The bill is controversial among consumers — some have argued that it favors the wealthiest Americans. But for corporate America the benefits are simple: The new deal would slash the business tax rate from about 35% of profit to 20%. With more and more cable companies looking at a near future where they become full cash taxpayers, that could represent a substantial savings.
Profit vs. Spending
The cable business was founded on the premise of paying as little to the government as possible. And that was true during the early days of the industry, when operators borrowed heavily to build out networks, eschewing profits in favor of spending to build a network for the future.
Many operators still are not full cash taxpayers. Charter Communications for example, according to its 10-K annual report, has about $11.2 billion in net operating loss carry-forwards — an accounting method to reduce taxes — that expire between 2018 and 2035. But other operators have become taxpayers as capital expenditures have declined and profits have soared.
The House of Representatives voted to approve the bill last Thursday (Nov. 16) by a 222-205 margin, largely along party lines in the Republican-controlled body.
While that approval was largely expected, the next move may be trickier. The Senate has its own version of the bill — the main differences are centered on consumer, not business issues — which will be voted on in December. If that bill is passed — the Senate has a thin two-seat Republican majority — it will then need to be amended with the House bill and voted on again.
There is no guarantee that the bill will get passed — the House also passed health care reform, which has gone nowhere to date.
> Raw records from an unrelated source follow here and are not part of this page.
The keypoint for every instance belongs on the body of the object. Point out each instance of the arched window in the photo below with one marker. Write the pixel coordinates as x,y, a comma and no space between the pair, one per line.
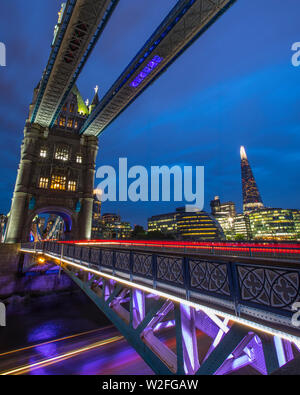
62,152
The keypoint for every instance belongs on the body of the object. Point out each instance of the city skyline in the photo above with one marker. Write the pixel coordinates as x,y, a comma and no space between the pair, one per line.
204,119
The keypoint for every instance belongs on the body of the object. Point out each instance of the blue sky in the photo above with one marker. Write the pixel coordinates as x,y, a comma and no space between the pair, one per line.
235,86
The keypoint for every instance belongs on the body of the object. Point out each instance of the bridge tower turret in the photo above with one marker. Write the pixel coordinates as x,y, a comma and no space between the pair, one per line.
56,173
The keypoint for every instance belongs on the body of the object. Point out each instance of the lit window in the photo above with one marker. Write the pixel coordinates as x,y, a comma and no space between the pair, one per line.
72,186
62,121
44,182
62,153
58,182
43,153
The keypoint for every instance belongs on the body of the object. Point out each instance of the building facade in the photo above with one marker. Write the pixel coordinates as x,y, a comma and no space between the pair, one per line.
197,226
275,224
224,213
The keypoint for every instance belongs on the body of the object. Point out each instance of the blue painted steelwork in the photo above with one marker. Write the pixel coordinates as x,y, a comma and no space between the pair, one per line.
175,16
59,39
113,4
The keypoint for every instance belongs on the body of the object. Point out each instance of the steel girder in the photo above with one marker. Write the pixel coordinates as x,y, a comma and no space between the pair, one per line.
141,317
184,24
82,25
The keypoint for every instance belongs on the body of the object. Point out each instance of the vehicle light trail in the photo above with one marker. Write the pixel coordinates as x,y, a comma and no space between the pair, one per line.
60,358
54,341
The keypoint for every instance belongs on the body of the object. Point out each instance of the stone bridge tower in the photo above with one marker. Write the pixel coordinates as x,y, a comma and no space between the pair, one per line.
56,173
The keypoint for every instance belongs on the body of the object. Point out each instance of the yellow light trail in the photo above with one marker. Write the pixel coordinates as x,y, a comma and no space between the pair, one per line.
54,341
60,358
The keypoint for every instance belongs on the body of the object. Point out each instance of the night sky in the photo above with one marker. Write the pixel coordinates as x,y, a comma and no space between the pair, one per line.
235,86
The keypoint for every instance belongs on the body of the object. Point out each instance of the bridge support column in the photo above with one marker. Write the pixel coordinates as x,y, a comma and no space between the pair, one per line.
86,214
20,201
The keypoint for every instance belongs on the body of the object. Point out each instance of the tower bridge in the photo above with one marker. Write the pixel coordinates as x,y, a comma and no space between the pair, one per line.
57,167
243,307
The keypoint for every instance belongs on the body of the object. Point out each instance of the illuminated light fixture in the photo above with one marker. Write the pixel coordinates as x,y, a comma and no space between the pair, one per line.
146,71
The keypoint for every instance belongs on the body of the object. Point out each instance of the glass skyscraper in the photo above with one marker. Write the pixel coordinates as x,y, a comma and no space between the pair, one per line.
251,196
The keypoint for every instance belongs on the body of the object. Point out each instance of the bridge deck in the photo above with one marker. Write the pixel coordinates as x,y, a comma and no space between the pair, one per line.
250,291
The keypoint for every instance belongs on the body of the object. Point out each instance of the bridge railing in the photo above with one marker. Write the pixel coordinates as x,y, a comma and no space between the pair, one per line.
282,251
244,287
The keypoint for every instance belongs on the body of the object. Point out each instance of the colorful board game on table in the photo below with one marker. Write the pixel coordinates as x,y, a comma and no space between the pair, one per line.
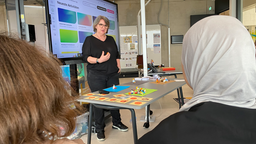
128,98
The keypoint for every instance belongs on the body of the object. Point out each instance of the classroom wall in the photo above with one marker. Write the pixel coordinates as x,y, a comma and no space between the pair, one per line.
178,16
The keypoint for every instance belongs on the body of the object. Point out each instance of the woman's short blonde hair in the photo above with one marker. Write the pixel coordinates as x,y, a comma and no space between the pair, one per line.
34,102
97,20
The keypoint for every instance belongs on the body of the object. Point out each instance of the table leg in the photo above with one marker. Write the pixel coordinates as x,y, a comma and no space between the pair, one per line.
134,126
181,96
90,124
178,93
146,124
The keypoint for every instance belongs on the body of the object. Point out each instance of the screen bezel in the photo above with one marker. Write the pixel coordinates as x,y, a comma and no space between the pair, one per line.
73,60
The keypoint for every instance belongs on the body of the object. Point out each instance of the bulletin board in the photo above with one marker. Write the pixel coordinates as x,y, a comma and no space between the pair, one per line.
129,45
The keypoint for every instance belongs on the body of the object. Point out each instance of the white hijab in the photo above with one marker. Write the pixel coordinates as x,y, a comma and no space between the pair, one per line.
218,56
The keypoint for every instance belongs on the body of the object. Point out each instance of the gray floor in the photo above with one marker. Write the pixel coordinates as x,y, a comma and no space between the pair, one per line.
162,108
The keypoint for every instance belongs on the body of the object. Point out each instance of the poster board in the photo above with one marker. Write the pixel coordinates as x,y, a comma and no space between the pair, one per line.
129,45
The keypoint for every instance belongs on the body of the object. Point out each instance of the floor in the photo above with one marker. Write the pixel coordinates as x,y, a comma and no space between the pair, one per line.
162,108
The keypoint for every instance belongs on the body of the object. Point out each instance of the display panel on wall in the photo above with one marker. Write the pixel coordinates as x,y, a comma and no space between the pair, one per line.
71,21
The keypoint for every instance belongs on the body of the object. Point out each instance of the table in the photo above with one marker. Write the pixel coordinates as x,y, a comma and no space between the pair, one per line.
162,90
169,73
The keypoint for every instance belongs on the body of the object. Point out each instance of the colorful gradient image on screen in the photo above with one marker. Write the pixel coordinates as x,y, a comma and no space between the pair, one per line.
93,18
112,25
67,16
68,36
83,35
112,36
66,73
84,19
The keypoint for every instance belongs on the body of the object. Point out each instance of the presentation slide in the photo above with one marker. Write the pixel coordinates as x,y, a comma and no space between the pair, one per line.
72,21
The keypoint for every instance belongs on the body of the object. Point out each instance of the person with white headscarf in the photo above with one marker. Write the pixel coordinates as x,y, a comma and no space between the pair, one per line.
219,65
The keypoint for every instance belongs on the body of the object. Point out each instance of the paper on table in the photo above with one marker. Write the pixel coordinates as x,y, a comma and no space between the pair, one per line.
179,80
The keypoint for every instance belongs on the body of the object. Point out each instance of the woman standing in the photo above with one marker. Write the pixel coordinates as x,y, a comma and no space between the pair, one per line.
101,53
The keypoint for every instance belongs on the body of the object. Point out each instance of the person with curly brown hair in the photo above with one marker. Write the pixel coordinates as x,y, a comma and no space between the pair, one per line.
34,99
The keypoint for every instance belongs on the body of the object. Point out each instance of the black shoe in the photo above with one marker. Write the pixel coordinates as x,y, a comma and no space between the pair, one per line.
120,127
101,136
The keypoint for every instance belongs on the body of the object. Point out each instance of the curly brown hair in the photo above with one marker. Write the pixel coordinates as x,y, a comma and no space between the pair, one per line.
34,101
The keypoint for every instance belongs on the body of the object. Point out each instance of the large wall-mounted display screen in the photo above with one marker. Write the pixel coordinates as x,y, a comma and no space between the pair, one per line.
71,21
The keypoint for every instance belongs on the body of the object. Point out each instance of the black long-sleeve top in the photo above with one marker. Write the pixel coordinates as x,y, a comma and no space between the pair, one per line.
93,47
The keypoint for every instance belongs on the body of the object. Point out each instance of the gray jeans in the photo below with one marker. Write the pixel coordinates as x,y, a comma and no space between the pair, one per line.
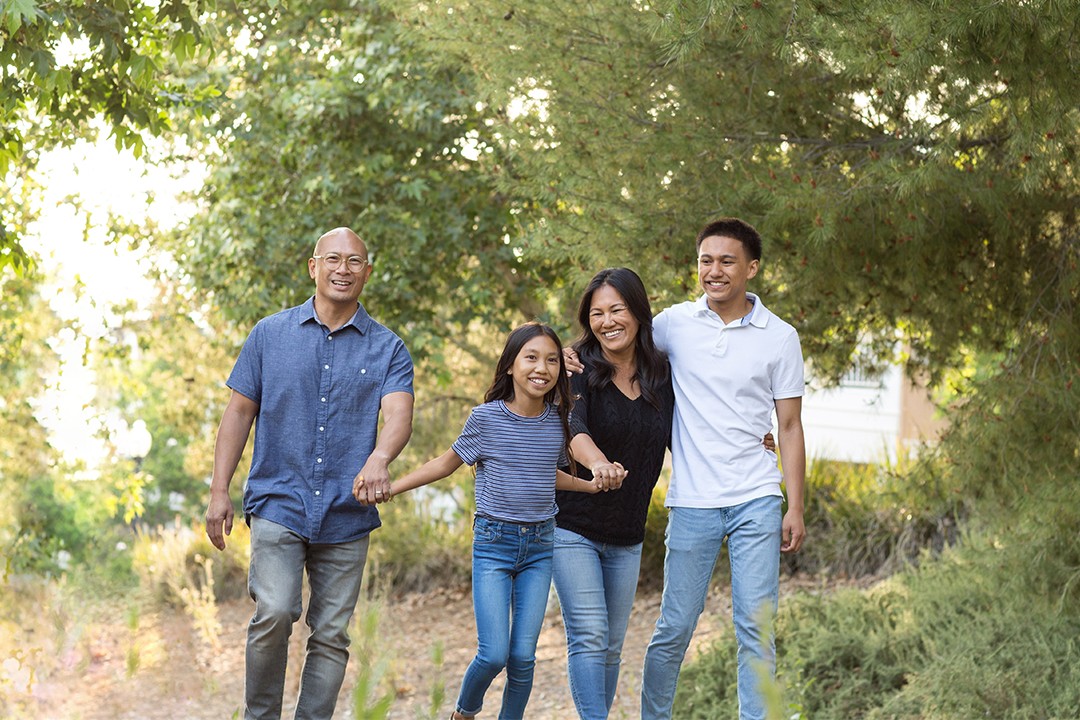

Pivotal Research Group CEO and senior media & communications analyst Jeff Wlodarczak added that it continues to be a tough call, especially with the House and Senate offering different bills.
But as legislators hash out the vagaries of the bill, Comcast, AT&T and Verizon are already closing in on become full cash taxpayers. The three companies paid 27%, 26% and 18%, respectively, of pre-tax income to the government in 2016, according to UBS research.
Comcast’s cash income tax rate was 35.7% in 2013, 21% in 2014, 29% in 2015 and 27% in 2016, Wlodarczak said. He estimated the rate will be about 30% in 2017.
President Donald Trump has pushed for the rate to fall to 15%, while House Speaker Paul Ryan has put forth a 20% rate. Still, even at that more conservative level, the savings could be substantial. UBS estimates that every 5% decline in the corporate tax rate translates to a $1 billion to $1.5 billion annual benefit, or a 5% to 10% increase in earnings per share and free cash flow at each of the three companies.
“In other words, a corporate tax rate of 20% (in line with Paul Ryan’s proposal) would drive accretion of 15%-plus,” UBS wrote.
Verizon declined comment, but according to UBS could see its taxes reduced from an estimated $8.7 billion in 2017 to $4.2 billion in 2018 if the bill is passed.
Another windfall could be the extension of bonus depreciation, which allows companies to deduct capital expenditures on an accelerated basis. Bonus depreciation is currently at 50% and would be bumped up to 100% for five years before returning to normal rates, according to the bill. Some estimates have put the bonus depreciation savings at between $1 billion and $2 billion annually for the three companies alone.
AT&T has already come out in favor of the bill, adding that a 20% corporate tax rate would allow the company to invest an additional $1 billion to stimulate job creation and economic growth.
“With a rate of 20%, combined with provisions for full expensing of capital expenditures for the next five years, we’re prepared to increase our investment in the United States,” AT&T chair and CEO Randall Stephenson said in a statement. “If the House bill is signed into law, we’d commit to increase our domestic investment by $1 billion in the first year in which the new rates are in place. And research tells us that every $1 billion in capital invested in telecom creates about 7,000 good jobs for the middle class.”
In a conference call with analysts in January to discuss fourth-quarter results, Comcast chair and CEO Brian Roberts said tax relief and/or regulatory reform — like a repeal of Title II — could lead to more investment.
“We’re looking forward to working with the new administration and the new regulatory leaders to try to frame something that’s good for consumers,” Roberts said in January. He added that such moves would create a more stable platform that should allow companies to accelerate business opportunities.